AWID: How do women cope with these challenges?

EM: It is a big challenge but as women we are lobbying our governments to support us and to put policies in place that meet our needs, and the way we want to produce and what we want to consume. We will continue mobilizing ourselves to fight against the green revolution and the vision of agriculture and food that it represents.

 

AWID: Big companies and governments invest in Africa´s agriculture production on the basis that in order to solve hunger in the world, we have to produce more food, do you think this is a good strategy?

EM: This is not true, what is needed is for African governments to support farmers by providing them loans for their agricultural inputs as we need to boost our agriculture by use of organic fertilizers and purchasing animals to get manure and run projects.

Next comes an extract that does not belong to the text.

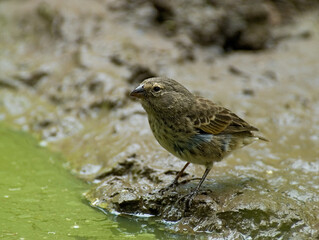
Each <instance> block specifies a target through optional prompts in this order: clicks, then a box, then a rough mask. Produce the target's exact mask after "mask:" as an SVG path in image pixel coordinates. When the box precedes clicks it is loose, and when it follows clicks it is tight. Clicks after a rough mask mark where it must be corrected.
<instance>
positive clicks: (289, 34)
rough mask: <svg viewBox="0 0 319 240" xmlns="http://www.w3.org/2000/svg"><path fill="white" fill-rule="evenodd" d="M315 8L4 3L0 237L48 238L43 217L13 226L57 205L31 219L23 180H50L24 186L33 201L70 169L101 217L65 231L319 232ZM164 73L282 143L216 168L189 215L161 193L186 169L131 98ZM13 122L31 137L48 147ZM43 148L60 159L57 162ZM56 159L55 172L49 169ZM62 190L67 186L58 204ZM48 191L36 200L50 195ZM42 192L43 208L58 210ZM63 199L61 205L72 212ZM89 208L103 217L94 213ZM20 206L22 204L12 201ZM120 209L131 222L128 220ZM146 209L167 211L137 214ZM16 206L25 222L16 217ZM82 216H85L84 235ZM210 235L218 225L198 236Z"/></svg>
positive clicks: (129, 4)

We African farmers have the ability to produce enough for our nations; we cannot import grain like beggars.

AWID: Scientific evidence even UN agencies like FAO say that agroecology and food sovereignty are crucial, why do you think we continue to export the agricultural model that generates more hunger and poverty in Africa?

EM: Because big interests are at stake, and most of the time private lobbies are more powerful than our own States. As stated before, food is considered a commodity rather than a right. So as far as money and profit continue to rule the world instead of human welfare, we will have this struggle - between two visions of agriculture: on one hand the agribusiness model and the supporters of the Green Revolution, and on the other hand movements like Via Campesina, who defend food sovereignty with all its ramifications and meanings.